IF, as you float along on your rubber raft through the rest of August, you feel you need a serious issue to mull over, consider the federal budget deficit. The bipartisan Congressional Budget Office forecast last week that without changes in spending policy, the deficit would rise from $157 billion in this fiscal year to $183 billion next year and to $192 billion the year after.

The White House had earlier projected a very similar figure for the current year deficit, but was more optimistic - to the tune of $161 billion and $166 billion, respectively - for the next couple of years.

Some sort of Gramm-Rudman deficit reduction action may be forthcoming, but it is likely to be done mostly with accounting smoke and mirrors. ``Automatic cuts'' are all too likely to be reversed by Congress at the first opportunity.

Earlier in the 1980s Congress and the administration did make some progress in working on the deficit. But of late, both sides have been hardening their positions: the President adamant against tax increases and defense cuts, Congress adamant against domestic spending cuts, and in fact, even talking about new spending.

Indeed, the electorate as a whole has shifted a little leftward on government spending, at the state and local as well as federal level: Witness the new initiatives in education and health insurance. State taxes are back up to their pre-``Proposition 13'' levels. And it is telling that in many cases where federal funding has been withdrawn, the states have replaced the money with their own funds rather than eliminate the program at issue.

So where are we? It's tempting to call the situation hopeless, but not serious. Fortunately, for some years now international capitalists have come to the rescue, financing the deficit by investing in the United States, and at fairly modest interest rates, too. The economic expansion continues, subject to blips up and down, such as the inflation and gross national product figures released Friday. The stock market roars along.

So the Cassandras and the Chicken Littles out there don't enjoy great credibility at the moment. Still, the United States is living beyond its means, without much of a safety net. Diversionary tactics such as pleading for a balanced-budget amendment, or some other form of budget-process reform, cannot hide Washington's - the public's - unwillingness to balance income and outgo.

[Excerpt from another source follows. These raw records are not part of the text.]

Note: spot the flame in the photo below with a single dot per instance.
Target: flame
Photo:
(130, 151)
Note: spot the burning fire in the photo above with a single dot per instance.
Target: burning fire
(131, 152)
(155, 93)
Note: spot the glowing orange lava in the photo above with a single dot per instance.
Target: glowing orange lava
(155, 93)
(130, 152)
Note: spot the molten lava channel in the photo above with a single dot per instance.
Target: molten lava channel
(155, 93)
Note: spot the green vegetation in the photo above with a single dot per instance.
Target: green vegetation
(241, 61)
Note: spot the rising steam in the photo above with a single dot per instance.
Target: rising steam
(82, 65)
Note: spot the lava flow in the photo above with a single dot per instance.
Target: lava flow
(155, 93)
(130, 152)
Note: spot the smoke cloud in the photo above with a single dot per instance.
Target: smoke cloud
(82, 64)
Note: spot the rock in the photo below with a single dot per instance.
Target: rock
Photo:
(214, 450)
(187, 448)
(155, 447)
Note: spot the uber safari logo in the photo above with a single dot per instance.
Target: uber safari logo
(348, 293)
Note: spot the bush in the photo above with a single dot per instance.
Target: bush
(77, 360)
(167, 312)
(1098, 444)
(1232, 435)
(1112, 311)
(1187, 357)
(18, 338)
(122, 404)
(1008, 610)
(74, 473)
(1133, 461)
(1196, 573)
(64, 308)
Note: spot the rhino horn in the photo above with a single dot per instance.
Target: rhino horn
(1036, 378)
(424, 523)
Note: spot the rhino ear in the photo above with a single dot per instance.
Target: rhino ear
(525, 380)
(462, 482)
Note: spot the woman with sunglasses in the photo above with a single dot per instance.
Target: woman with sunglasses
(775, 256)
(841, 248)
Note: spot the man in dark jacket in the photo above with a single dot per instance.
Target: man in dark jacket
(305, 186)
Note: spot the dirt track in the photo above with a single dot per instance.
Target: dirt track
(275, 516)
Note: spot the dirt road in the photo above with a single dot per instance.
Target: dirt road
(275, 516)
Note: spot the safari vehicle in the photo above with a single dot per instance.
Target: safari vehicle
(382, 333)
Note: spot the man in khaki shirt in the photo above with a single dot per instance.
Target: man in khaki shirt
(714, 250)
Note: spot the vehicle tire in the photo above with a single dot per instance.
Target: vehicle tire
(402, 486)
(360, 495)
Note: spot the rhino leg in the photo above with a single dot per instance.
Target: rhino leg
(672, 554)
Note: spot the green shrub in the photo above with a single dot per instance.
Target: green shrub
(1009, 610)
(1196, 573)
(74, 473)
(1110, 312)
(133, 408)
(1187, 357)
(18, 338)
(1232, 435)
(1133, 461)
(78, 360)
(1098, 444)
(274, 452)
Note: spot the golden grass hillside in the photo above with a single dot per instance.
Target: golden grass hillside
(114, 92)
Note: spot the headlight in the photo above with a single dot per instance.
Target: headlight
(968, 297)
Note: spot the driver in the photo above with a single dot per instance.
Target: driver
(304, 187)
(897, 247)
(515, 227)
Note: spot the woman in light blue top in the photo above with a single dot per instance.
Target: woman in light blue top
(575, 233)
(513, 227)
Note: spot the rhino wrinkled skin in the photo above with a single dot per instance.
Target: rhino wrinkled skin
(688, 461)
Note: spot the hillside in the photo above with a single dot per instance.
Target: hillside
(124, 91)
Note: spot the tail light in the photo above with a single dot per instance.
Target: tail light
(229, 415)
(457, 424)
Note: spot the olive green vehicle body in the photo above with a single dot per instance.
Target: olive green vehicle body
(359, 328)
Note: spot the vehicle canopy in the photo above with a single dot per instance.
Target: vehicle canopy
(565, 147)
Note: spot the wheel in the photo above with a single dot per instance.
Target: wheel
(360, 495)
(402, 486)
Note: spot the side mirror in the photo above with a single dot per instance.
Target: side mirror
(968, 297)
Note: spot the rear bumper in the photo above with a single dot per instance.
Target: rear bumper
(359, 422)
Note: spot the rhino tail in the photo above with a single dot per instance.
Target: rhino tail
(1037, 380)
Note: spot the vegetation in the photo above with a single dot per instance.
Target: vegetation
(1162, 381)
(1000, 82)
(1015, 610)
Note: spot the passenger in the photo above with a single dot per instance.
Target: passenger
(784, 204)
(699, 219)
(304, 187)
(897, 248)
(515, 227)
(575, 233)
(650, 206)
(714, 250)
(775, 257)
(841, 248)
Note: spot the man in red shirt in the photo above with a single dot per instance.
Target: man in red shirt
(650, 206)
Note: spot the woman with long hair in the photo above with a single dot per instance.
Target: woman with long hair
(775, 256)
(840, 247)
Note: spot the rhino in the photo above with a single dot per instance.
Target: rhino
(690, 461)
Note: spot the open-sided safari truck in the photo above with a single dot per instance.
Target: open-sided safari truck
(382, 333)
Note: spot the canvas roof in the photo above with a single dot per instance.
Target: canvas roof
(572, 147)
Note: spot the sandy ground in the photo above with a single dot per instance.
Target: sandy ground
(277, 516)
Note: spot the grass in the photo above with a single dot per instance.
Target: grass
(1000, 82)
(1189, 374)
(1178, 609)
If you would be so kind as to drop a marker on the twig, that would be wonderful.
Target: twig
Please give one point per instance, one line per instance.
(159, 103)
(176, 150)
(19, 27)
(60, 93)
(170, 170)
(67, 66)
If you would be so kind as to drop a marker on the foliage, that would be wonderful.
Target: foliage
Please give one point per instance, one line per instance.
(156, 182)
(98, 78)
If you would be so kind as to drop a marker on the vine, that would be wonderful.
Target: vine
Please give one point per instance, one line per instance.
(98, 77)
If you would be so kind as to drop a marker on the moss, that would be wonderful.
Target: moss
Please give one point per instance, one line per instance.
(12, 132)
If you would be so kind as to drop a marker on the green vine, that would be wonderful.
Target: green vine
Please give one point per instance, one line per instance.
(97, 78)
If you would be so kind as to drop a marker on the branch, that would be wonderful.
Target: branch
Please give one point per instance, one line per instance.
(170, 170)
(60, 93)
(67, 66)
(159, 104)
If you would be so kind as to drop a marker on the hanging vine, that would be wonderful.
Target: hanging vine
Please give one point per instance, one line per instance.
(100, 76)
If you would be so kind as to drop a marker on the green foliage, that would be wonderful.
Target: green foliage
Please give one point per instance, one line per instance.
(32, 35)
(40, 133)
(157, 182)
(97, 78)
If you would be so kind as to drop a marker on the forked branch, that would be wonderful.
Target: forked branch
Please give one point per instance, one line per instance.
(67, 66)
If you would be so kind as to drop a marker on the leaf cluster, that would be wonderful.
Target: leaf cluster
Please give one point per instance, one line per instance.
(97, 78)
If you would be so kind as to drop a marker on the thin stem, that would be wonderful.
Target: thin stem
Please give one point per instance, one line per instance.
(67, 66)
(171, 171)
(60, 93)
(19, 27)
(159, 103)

Of course, those who remember their Economics 101 will recall that deficit spending by the central government can helpfully stimulate the economy at times, and so should not be outlawed, by constitutional amendment or otherwise. Still, the US is far beyond whatever level of deficit spending might be optimal.

The US is, at this point, basically like a family that lives from month to month with no savings and just about at the limit on its credit cards.

The minimum monthly payments get made all right, and indeed, the bank has just sent a congratulatory note saying that the limits on said cards have just been raised another $1,000. But the debt is piling up, and the kids are going to need college funds before their parents have their Weeboks fully paid for.

Some of the despair from the budget-watchers may be largely pro forma. Like the proverbial bumblebee, the system still buzzes along in defiance of all those who insist it can't remain airborne.